Namun, tak ada yang dapat meramalkan bencana, belum satu jam kapal pesiar terapung di lautan, kami mendadak dilanda badai kencang. Angin kencang bercampur air laut menghancurkan kapal pesiar kami menjadi serpihan-serpihan, sebagian orang berhasil melarikan diri menggunakan sekoci, sementara yang tersisa hanya bisa mengapung di laut dengan memegangi serpihan kapal.
Anehnya, sebenarnya aku adalah orang yang tidak bisa berenang. Tapi, pada saat kapal pesiar itu tenggelam, aku mendapati diriku memiliki kekuatan aneh yang entah datang darimana. Tangan dan kakiku secara alami mulai bergerak dalam air, seakan sedang berenang. Kalau bukan karena itu, mungkin aku sudah tenggelam di lautan.
Untungnya pada saat itu kapal pesiar berada di dekat sebuah pulau, aku pun berenang sekuat tenaga menuju tepi pantai. Aku hanya ingat samar-samar saat itu tampaknya ada beberapa orang yang juga berenang menuju pantai seperti aku. Tepat saat aku hampir mencapai daratan, aku terpukul ombak besar hingga aku pingsan, tak ada tenaga tersisa, setelah itu aku tidak tahu apa-apa lagi.
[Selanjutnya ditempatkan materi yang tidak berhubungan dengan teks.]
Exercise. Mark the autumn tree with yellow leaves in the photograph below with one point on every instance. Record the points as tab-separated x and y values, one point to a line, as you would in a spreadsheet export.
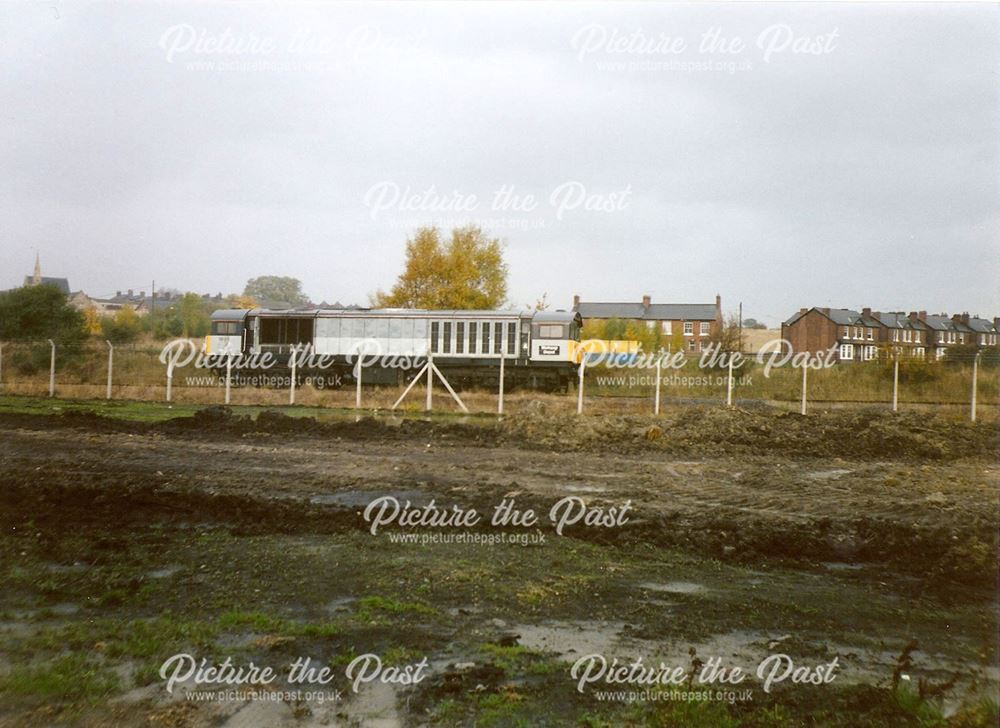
467	271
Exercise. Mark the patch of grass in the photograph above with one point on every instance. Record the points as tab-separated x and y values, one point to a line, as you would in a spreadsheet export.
72	677
373	607
271	624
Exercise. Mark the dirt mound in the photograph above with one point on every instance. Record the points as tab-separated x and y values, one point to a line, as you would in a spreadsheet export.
700	430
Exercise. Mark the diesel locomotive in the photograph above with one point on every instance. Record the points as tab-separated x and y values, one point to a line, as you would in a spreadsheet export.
540	349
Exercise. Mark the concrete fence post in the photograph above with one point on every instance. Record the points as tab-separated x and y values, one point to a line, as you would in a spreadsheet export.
429	402
729	383
357	382
805	373
975	374
111	366
170	378
579	388
500	389
895	381
52	369
656	396
229	373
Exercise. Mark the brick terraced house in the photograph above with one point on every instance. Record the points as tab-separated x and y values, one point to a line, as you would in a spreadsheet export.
864	335
696	322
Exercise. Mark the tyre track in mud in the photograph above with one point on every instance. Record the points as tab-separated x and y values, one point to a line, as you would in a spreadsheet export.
747	508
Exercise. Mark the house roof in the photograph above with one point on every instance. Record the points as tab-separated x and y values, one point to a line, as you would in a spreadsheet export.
983	326
898	320
652	312
61	283
940	322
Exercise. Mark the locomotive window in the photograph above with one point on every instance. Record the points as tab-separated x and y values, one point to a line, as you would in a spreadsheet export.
226	328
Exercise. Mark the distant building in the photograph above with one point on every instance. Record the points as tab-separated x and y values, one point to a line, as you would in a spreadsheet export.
861	335
695	322
37	279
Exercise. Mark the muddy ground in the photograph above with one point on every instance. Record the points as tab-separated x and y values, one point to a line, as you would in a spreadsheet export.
862	536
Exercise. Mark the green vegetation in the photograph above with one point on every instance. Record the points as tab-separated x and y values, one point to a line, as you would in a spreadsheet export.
466	272
70	677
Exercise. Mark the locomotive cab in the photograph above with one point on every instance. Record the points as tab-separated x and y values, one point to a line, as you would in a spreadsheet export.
554	336
229	332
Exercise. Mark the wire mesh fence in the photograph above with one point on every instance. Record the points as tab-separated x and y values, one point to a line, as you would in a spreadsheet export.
98	370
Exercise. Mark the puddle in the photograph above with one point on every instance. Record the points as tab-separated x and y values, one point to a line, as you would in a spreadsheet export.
585	489
841	566
675	587
829	474
74	568
164	573
374	707
340	605
361	498
571	640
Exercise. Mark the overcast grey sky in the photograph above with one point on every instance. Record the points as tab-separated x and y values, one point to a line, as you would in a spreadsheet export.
846	155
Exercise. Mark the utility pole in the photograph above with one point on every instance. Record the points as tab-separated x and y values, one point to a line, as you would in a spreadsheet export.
741	327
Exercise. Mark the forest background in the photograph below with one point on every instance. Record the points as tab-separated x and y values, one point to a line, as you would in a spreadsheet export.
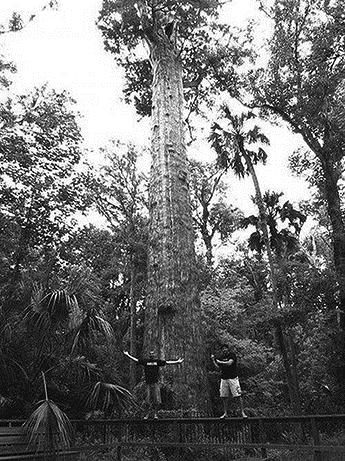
74	213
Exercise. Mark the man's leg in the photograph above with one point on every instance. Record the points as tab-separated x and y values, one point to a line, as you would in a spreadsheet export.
150	400
243	413
225	401
224	395
237	394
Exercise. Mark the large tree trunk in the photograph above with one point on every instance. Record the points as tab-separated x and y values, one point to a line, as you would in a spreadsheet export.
172	316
Selanjutnya aku dibangunkan oleh seorang gadis yang memakai kemeja lengan pendek warna putih itu.
Saat ini, kami berdua duduk terengah-engah di tanah, menatap ombak dan angin badai yang masih berkecamuk di kejauhan. Langit juga penuh dengan awan hitam pekat yang semakin membuat suasana hatiku tertekan.
Astaga, di manakah dewi impianku, Sara? Dan di mana pula anak-anak perempuan yang memakai baju renang? Apakah ini adalah candaan dari Tuhan?
Gadis yang baru saja menyelamatkanku bukanlah orang lain, dia adalah Mega, bunga kampus yang sangat terkenal di sekolah kami.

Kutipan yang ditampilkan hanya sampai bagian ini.